В ответ довольно спокойный голос хорошего парня. Он объясняет что-то. Твердо, размеренно.
«Бежать!» — кричит некто глубоко внутри меня. — «Через кусты! Немедленно!»
Но я, словно под гипнозом, сижу, пригвожденная чем-то тягостным к этому дурацкому бревну. А слезы и не думают прекращаться. И раскачиваюсь, словно японский болванчик, взад-вперед, все пытаясь сосредоточиться и заставить себя предпринять нечто толковое.
Позже, анализируя происшедшее, я попытаюсь обелить себя всевозможными оправданиями:
«Я могла бы сбежать. Вероятно, даже должна была то сделать. Но совесть не позволила.» — запишу я в дневник, — «При неблагоприятном стечении обстоятельств моя помощь могла бы пригодиться Хорошему парню. Услышь я из-за кустов звуки драки — мигом кинулась бы на подмогу…»

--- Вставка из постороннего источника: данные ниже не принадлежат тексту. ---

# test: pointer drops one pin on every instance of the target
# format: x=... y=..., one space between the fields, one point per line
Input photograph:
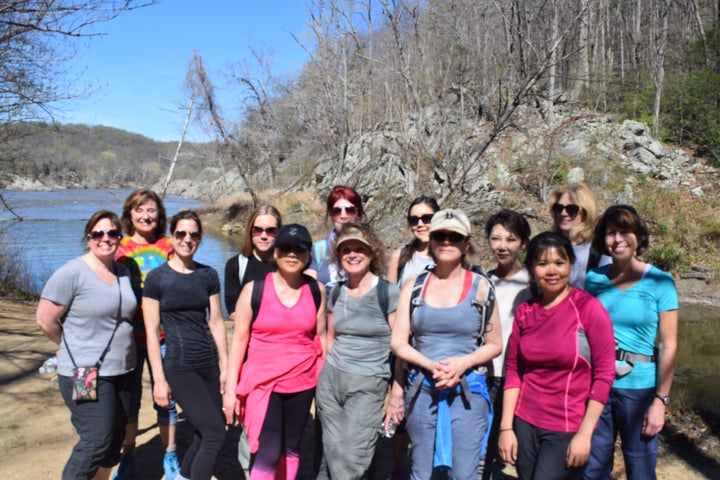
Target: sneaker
x=126 y=467
x=171 y=466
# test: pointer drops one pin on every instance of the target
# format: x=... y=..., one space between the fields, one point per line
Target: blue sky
x=137 y=69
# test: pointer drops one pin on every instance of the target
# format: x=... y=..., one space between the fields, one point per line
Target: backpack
x=484 y=307
x=259 y=285
x=382 y=292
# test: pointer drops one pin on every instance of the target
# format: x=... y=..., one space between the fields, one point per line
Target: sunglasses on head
x=257 y=231
x=99 y=234
x=572 y=209
x=181 y=234
x=349 y=210
x=413 y=220
x=453 y=237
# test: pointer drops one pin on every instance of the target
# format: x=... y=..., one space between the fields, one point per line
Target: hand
x=449 y=372
x=161 y=393
x=230 y=407
x=654 y=419
x=578 y=451
x=507 y=446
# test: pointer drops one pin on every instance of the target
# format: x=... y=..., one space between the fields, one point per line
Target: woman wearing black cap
x=281 y=327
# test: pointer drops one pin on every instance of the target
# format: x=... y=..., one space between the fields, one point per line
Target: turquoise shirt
x=635 y=314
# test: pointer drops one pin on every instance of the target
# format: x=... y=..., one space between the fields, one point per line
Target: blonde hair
x=581 y=195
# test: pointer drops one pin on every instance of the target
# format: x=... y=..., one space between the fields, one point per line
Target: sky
x=137 y=68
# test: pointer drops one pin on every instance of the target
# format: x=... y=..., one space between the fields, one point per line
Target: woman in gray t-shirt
x=86 y=309
x=354 y=381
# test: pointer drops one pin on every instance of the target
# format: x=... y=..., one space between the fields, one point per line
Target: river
x=51 y=234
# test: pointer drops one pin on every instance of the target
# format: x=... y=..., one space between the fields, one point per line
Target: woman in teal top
x=643 y=305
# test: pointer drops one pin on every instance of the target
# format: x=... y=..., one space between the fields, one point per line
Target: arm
x=242 y=322
x=217 y=330
x=454 y=368
x=507 y=442
x=578 y=451
x=151 y=317
x=47 y=317
x=322 y=322
x=400 y=339
x=667 y=348
x=392 y=274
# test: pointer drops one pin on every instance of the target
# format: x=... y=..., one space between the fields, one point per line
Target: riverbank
x=36 y=435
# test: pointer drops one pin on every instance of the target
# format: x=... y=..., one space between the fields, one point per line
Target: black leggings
x=198 y=393
x=282 y=430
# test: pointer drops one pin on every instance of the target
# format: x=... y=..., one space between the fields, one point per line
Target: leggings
x=198 y=393
x=281 y=434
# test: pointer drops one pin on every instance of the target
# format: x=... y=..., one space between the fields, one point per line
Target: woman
x=86 y=309
x=184 y=296
x=413 y=258
x=272 y=393
x=255 y=259
x=643 y=305
x=354 y=381
x=574 y=210
x=144 y=248
x=508 y=234
x=559 y=369
x=445 y=397
x=343 y=205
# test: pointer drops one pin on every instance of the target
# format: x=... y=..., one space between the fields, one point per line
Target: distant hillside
x=86 y=156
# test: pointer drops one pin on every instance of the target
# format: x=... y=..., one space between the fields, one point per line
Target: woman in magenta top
x=272 y=389
x=560 y=367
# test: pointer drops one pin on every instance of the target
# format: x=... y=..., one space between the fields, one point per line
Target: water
x=52 y=230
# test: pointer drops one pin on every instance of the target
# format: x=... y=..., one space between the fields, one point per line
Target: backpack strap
x=259 y=286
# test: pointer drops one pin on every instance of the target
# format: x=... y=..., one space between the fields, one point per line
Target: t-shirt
x=509 y=293
x=362 y=334
x=635 y=314
x=184 y=300
x=92 y=316
x=544 y=360
x=254 y=269
x=139 y=259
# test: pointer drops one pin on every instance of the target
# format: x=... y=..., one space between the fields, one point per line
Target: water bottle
x=49 y=366
x=387 y=432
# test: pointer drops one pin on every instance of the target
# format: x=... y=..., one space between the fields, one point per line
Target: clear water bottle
x=49 y=366
x=387 y=432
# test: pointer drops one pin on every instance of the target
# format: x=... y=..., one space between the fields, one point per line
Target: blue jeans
x=624 y=415
x=165 y=416
x=99 y=424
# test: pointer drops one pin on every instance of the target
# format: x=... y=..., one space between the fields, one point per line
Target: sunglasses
x=181 y=234
x=413 y=220
x=572 y=209
x=453 y=237
x=351 y=211
x=99 y=234
x=257 y=231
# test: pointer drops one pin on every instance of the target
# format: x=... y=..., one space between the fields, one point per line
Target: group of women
x=540 y=363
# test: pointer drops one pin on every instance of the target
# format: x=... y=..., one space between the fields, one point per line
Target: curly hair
x=376 y=246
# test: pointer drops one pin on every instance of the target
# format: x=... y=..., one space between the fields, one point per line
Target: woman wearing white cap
x=446 y=398
x=354 y=382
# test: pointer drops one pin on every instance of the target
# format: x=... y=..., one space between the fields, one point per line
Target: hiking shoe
x=171 y=466
x=126 y=467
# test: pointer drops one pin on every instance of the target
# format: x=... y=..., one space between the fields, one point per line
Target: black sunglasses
x=572 y=209
x=257 y=231
x=454 y=237
x=181 y=234
x=99 y=234
x=414 y=219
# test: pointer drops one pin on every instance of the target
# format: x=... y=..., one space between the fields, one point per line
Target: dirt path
x=36 y=436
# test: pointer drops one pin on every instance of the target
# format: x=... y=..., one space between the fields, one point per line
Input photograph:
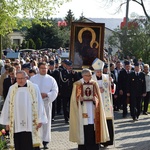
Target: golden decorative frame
x=80 y=55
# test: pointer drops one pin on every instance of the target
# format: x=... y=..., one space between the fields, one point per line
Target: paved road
x=129 y=135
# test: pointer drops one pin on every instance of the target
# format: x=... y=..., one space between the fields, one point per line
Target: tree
x=35 y=10
x=23 y=45
x=27 y=9
x=32 y=44
x=122 y=2
x=38 y=43
x=81 y=18
x=69 y=18
x=6 y=42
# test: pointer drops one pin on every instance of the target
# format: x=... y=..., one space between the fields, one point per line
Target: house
x=110 y=25
x=16 y=37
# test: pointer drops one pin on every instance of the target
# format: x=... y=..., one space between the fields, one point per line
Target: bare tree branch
x=142 y=4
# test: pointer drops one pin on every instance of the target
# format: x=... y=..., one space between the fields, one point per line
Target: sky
x=99 y=9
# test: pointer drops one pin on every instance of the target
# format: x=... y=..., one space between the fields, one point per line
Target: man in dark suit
x=122 y=86
x=9 y=81
x=136 y=89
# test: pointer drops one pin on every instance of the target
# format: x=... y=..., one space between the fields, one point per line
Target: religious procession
x=38 y=91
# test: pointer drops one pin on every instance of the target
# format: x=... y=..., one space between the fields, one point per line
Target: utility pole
x=127 y=18
x=0 y=46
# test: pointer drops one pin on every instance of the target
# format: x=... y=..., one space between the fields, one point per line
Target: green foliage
x=23 y=45
x=69 y=18
x=38 y=43
x=6 y=42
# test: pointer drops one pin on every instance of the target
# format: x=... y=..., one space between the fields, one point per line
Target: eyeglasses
x=20 y=78
x=43 y=68
x=88 y=75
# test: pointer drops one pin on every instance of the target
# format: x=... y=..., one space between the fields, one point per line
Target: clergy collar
x=99 y=78
x=22 y=86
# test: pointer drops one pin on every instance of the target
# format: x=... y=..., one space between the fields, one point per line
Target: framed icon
x=87 y=41
x=87 y=92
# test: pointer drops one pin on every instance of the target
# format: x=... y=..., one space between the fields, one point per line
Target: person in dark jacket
x=122 y=86
x=9 y=81
x=136 y=89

Как не печально это признавать — я врала. Не бросилась бежать вовсе не от переживаний за спасителя, и не из-за чувства собственного достоинства (мол, вот еще, бегать от всяких, не достойны). Я сидела на месте попросту парализованная собственной истеркиой и резким разочарованием в справедливости мира…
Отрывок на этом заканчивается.